The Book of the Week is “The Last Resort: A Memoir of Zimbabwe” by Douglas Rogers, published in 2010. The author of this extremely suspenseful ebook describes how his landowner-parents fared in the years after the spring of 2000, when Zimbabwean dictator Robert Mugabe ordered that land owned by light-skinned people be taken over by dark-skinned. The author’s family was light-skinned.
This is a lurid story of how the use of three major instruments of power– lawyers, guns and money– did not necessarily play as important a role in his parents’ fate as their history, the relationships they formed and actions they took.
Rogers was a travel writer who had moved out of the country long before. His parents had stayed to defend their property in Mutare, (about 180 miles from Harare) on which, because it was land unsuitable for farming, in 1992 they had built a resort that originally hosted young backpackers in its chalets.

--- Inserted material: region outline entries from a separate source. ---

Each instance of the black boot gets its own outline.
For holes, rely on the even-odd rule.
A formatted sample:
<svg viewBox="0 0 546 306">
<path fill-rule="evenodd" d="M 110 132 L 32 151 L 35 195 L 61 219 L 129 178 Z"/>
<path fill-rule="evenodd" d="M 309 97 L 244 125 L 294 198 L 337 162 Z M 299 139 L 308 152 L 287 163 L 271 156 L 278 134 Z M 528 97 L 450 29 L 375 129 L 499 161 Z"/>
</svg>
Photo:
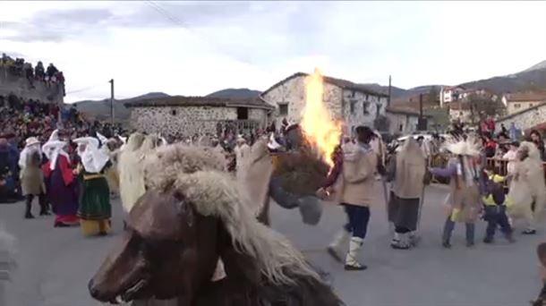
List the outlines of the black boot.
<svg viewBox="0 0 546 306">
<path fill-rule="evenodd" d="M 32 209 L 32 200 L 34 199 L 34 196 L 31 194 L 28 194 L 27 195 L 27 199 L 25 200 L 25 219 L 33 219 L 34 216 L 32 216 L 32 213 L 30 212 L 30 210 Z"/>
<path fill-rule="evenodd" d="M 39 203 L 39 215 L 40 216 L 49 216 L 49 208 L 47 208 L 47 200 L 46 200 L 45 194 L 40 194 L 38 198 L 38 202 Z"/>
</svg>

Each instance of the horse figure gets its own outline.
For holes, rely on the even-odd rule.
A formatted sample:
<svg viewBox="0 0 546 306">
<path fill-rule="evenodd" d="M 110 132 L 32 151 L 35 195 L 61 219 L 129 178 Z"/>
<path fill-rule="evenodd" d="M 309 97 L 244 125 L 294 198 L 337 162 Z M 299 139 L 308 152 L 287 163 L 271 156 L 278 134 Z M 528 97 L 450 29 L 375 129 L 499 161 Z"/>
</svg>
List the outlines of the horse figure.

Read the book to learn about:
a) the irreverent goings-on and clientele at the resort through the years,
b) how his father fared in attempting to deal with the lawless, bureaucratic Zimbabwean government, and
c) whether the author’s parents’ dealings with various people– pro-Mugabe (officials, thugs who perpetrated violence against whites, and those who had the government’s permission to move onto the property of the light-skinned) and anti-Mugabe (activists and fighters)– allowed them to survive.